$$n * x * cos(\frac{\pi}2 * \frac{x}{x+b}) + c = y$$
How would I get X on one side of the equation instead of y? Normally I work the equation forwards knowing X. The other variables are constants.
for example: $$0.000025 * 1000 * cos(\frac{\pi}2 * \frac{1000}{1000+7000}) + 0.30 = y$$ $$y = 0.32452$$
What id like to know is given y how do i solve for x? $$0.000025 * x * cos(\frac{\pi}2 * \frac{x}{x+7000}) + 0.30 = 0.32452$$ $$x = ?$$ where x > 0
When the equation contains at the same time polynomial and trigonometric functions, there is no explicit solution for the root(s). This is already the case for the equation $x=\cos(x)$.

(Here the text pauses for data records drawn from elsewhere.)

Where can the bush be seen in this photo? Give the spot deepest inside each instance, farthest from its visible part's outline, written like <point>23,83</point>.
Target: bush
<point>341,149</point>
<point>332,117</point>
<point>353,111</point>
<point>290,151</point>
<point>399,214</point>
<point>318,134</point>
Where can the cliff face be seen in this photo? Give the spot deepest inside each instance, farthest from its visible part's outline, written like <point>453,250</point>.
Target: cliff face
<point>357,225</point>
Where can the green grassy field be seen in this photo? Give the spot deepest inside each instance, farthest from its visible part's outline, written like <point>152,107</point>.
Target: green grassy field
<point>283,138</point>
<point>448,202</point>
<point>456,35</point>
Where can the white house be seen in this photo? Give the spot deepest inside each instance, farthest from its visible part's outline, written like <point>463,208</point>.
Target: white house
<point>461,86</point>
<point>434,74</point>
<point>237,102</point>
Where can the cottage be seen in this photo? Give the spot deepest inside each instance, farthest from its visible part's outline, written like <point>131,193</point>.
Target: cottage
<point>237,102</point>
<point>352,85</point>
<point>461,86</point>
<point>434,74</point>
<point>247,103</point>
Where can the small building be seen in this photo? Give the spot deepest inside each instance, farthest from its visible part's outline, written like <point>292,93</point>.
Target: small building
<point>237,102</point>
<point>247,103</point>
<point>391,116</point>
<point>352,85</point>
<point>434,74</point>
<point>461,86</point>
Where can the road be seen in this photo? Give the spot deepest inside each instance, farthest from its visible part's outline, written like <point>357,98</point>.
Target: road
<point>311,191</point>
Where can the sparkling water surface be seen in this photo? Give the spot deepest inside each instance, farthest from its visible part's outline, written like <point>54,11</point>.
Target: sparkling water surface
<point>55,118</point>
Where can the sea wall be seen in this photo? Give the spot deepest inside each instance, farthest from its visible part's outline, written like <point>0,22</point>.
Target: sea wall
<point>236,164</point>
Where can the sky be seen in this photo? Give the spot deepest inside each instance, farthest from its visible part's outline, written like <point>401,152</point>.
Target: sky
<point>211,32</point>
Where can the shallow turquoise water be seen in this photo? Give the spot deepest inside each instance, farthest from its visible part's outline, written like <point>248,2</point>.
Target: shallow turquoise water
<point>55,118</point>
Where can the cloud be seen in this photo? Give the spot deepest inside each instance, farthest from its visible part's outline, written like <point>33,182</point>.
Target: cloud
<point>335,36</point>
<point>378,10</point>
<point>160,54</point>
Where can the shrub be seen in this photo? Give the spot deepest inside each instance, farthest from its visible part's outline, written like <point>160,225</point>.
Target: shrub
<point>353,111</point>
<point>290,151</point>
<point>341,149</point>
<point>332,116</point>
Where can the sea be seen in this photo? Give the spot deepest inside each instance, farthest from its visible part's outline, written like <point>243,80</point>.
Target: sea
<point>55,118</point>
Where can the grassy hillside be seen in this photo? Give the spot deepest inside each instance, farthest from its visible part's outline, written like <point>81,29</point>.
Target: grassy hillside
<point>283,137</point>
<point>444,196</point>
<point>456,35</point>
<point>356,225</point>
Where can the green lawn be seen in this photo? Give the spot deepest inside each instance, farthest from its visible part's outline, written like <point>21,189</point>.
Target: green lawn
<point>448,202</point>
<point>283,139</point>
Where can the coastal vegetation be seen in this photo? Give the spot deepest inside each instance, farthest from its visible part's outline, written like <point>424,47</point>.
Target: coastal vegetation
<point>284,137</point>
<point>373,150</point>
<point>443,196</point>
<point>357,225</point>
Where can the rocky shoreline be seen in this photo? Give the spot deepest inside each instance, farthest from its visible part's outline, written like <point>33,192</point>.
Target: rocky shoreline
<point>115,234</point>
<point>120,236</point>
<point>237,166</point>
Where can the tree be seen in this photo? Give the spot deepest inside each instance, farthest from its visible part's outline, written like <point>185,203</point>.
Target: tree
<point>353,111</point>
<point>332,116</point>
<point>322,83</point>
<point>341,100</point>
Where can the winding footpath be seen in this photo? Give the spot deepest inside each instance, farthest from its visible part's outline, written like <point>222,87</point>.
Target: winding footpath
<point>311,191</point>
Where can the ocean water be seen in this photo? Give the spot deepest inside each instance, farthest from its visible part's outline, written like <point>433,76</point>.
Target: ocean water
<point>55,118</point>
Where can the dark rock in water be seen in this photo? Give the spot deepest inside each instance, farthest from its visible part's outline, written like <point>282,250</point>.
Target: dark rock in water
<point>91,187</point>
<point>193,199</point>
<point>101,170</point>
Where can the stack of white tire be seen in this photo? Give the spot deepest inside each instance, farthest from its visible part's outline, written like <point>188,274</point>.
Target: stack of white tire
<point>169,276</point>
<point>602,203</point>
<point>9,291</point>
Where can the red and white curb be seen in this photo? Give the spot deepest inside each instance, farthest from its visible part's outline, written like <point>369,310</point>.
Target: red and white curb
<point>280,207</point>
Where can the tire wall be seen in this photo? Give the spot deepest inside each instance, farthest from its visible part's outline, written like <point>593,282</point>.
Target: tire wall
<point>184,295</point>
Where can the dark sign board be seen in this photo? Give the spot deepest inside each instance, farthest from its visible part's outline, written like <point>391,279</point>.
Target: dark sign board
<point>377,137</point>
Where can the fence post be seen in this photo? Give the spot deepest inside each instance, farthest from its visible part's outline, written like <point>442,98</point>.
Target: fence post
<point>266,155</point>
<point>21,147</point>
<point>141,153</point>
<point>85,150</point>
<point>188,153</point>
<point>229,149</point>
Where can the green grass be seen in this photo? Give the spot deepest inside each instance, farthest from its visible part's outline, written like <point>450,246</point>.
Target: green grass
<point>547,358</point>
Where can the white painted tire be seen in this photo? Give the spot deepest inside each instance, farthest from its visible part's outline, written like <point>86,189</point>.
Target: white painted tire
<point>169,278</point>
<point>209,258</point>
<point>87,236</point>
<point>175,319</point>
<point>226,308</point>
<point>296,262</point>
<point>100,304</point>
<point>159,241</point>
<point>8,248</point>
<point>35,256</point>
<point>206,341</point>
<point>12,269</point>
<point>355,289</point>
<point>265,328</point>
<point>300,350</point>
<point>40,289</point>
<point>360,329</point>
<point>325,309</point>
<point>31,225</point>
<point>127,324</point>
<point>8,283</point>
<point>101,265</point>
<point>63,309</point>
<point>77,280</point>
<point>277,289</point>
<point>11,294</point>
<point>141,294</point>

Then, you need to consider numerical methods and probably one of the simplest will be Newton method which, starting from a "reasonable" guess $x_0$, will update it according to $$x_{n+1}=x_n-\frac{f(x_n)}{f'(x_n)}$$ Let us play with $$f(x)=0.000025\, x\, \cos(\frac{\pi}2 \, \frac{x}{x+7000}) + 0.30 - 0.34567$$ in order to change from the initial problem (you already know the answer).
If you plot the function over a large range (say from $x=0$ to $x=5000$), you would "see" that there is a root close to $x=2000$. So, let us use $x_0=2000$ and $$f'(x)=0.000025 \cos \left(\frac{\pi x}{2 (x+7000)}\right)-0.000025 x \left(\frac{\pi }{2 (x+7000)}-\frac{\pi x}{2 (x+7000)^2}\right) \sin \left(\frac{\pi x}{2 (x+7000)}\right)$$ and start applying Newton method; this will generate the following iterates $$x_1=1937.90383948004$$ $$x_2=1938.14506264438$$ $$x_3=1938.14506627915$$ which is the solution for fifteen significant figures.